ママの手料理 Ⅱ

たった2ヶ月前までは居なかったはずの存在が、今では1日行方をくらましただけで心配になってしまう程。


俺達にとって、いつの間にか彼女は欠かせない存在になっていた。



「ってか、紫苑ちゃん帰って来てくれないとレジ打ちする人いないし…。銀子ちゃんが代わりにやってくれれば1番いいんだけどなぁ、」


わざとらしくため息をつき、朝ご飯を食べ終わった俺は立ち上がる。


「ごちそうさま。
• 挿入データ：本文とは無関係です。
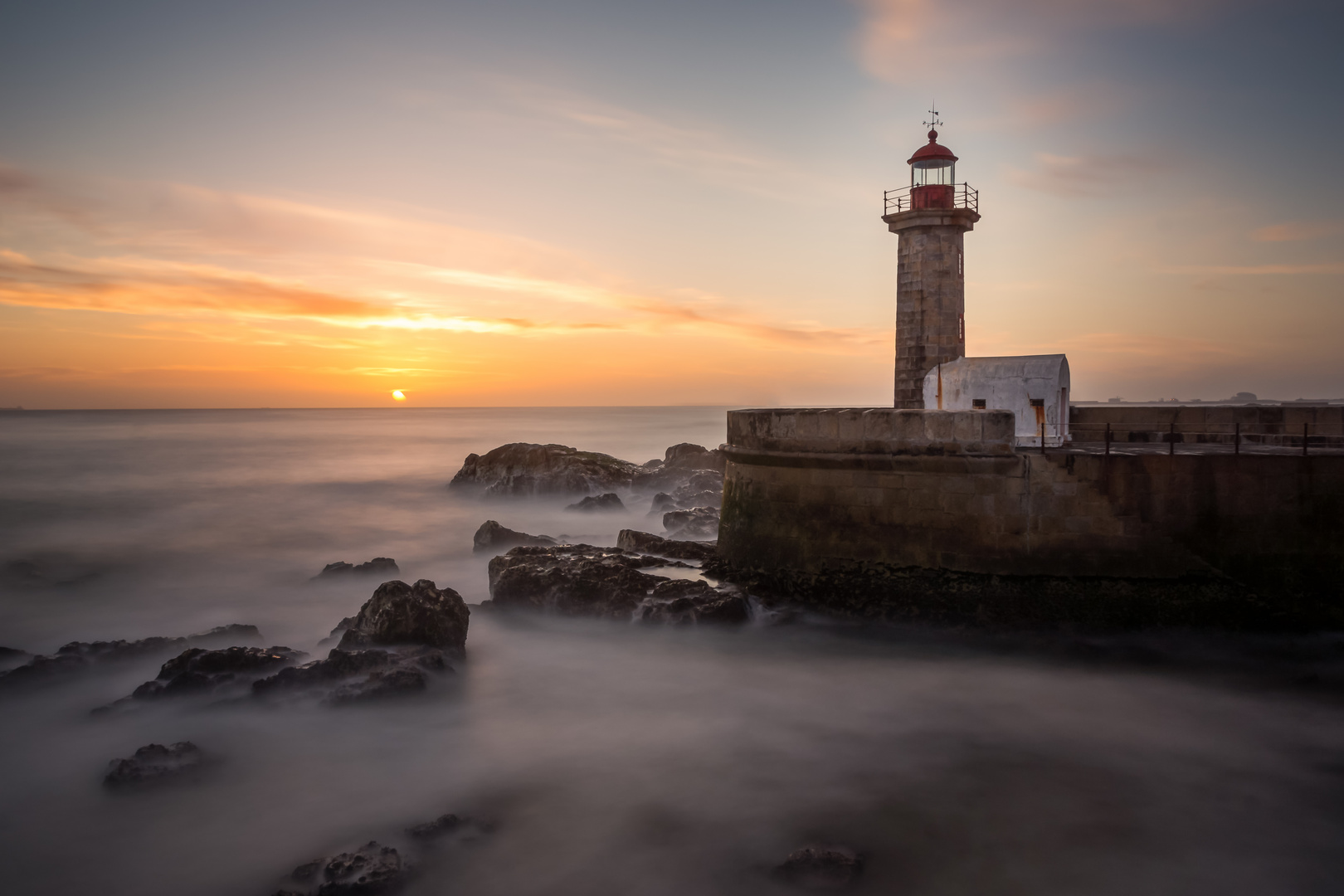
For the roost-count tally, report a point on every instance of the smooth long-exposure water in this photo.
(611, 758)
んじゃ、今日のレジ打ちよろしく」


最も、お盆を持って廊下に出た俺の背中に、


「お前パンのカスベッドに零しまくりじゃねーかよ!許さねぇ、3回死ねこのクズ野郎!金輪際部屋に入れねぇからな死ね!」


と、耳を塞ぎたくなる程の銀子ちゃんの怒り狂った大声がぶつけられたのだけれど。



結局、時短営業のママの手料理では俺が渋々レジ打ちを担当し。


魂の抜けたような顔をした湊が帰ってきたのは、俺がバイトに行く数十分前だった。


「…捜索願い、出してきた……疲れた…」


お店のドアを開けてふらふらと店内に入ってきた彼は、カウンター席に腰を下ろしてテーブルに肘をつけた。


「お疲れ…」


まさかこんな状態で湊が帰宅すると思わなかった俺は、内心衝撃を受けながらも労いの言葉をかけた。